Se una donna si nasconde dietro una falsa identità, se è costretta a segretare la presenza di un figlio e si rivolge a dei figuri poco raccomandabili per avere documenti falsi, ha sicuramente qualcosa da nascondere e si comporta certamente in maniera illegale. Ma una condizione di umana normalità dovrebbe partire dal considerare l’amore per la dignità umana come un fatto inderogabile, sapere che ogni persona ha una storia da raccontare che andrebbe ascoltata, non repressa in nome dell'unico modello di vita che è bene promuovere.
Con riferimento alla già accennata assonanza poetica con il cinema dei fratelli Dardenne, “Illegal” è un vero e proprio pugno nello stomaco, una fotografia impietosa del reale che ci viene offerta da uno dei luoghi più “civili” del pianeta, capace di darci l'idea di quanto la merda sia ovunque anche se non equamente distribuita, che la vera differenza sta nel fatto che ci sono luoghi dove è messa in vetrina perché anche questo serve come calmiere sociale, mentre in altri è tenuta nascosta sotto il fatidico tappeto, lontana dai salotti buoni.

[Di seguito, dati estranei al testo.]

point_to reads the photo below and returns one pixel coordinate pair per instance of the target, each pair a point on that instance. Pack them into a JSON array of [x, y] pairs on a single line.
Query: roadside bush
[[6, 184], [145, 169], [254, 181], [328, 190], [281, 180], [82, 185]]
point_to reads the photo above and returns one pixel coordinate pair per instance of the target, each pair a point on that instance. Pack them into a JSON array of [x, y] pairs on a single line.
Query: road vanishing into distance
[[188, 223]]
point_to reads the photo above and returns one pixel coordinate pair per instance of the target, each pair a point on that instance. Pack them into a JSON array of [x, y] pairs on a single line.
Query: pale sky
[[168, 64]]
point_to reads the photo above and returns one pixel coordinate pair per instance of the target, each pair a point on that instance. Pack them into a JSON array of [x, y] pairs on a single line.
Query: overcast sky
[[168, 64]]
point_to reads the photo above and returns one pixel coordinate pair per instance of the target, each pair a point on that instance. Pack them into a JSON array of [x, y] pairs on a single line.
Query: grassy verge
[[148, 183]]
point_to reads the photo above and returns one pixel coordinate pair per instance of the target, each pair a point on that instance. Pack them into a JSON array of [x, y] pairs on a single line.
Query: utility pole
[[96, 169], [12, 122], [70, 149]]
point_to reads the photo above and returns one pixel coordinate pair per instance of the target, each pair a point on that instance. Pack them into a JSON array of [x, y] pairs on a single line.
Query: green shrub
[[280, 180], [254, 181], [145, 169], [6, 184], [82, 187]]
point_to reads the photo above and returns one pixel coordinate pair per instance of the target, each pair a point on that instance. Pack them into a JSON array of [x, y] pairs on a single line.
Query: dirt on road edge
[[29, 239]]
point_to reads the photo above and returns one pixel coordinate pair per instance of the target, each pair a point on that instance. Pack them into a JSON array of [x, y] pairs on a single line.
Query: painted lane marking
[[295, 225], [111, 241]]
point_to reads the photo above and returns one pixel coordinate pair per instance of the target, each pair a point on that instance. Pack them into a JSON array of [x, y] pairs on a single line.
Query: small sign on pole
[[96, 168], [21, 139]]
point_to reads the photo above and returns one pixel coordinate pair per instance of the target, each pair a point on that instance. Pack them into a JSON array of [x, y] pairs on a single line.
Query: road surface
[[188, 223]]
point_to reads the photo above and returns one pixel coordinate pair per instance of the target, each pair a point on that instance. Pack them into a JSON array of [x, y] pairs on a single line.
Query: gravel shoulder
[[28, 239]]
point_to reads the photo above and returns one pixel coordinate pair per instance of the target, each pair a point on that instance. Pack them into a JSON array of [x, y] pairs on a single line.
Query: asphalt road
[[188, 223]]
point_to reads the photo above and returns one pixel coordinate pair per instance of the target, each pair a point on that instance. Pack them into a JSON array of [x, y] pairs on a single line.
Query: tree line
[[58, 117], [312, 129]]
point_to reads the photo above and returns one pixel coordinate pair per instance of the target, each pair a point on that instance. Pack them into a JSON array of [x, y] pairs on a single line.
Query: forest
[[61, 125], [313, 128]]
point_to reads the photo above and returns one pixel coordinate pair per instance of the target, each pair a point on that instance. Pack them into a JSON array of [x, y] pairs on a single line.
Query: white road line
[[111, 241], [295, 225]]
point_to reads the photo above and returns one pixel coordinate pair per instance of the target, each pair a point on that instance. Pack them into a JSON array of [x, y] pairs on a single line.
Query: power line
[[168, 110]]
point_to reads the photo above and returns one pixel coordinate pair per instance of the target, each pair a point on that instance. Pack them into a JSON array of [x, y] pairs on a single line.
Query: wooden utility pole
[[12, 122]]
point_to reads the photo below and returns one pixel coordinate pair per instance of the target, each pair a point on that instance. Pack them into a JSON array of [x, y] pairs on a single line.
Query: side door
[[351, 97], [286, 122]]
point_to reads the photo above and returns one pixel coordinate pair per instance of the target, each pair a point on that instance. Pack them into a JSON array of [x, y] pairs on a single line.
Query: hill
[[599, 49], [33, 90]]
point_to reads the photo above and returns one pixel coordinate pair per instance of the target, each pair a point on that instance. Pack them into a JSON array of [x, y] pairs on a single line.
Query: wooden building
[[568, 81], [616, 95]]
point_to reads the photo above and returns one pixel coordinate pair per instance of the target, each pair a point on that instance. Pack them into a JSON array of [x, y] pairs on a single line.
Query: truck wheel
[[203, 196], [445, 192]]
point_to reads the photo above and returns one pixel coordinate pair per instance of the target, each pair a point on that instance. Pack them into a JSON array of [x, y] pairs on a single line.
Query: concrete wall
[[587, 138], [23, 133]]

La regia segue uno stile asciutto, con pochi ammiccamenti allo spettacolo nonostante l'ambientazione prevalentemente carceraria ne offra più di qualche occasione. La macchina da presa di Olivier Masset-Depasse entra in carcere per immigrati e ci mostra quanto sanno essere malvagi i “buoni”, e lo fa mantenendo la giusta distanza tra l’umanità offesa e la resistenza che non si rassegna. Ecco, è l'onestà dello sguardo la caratteristica che credo meriti di essere messa in risalto per questo bel film.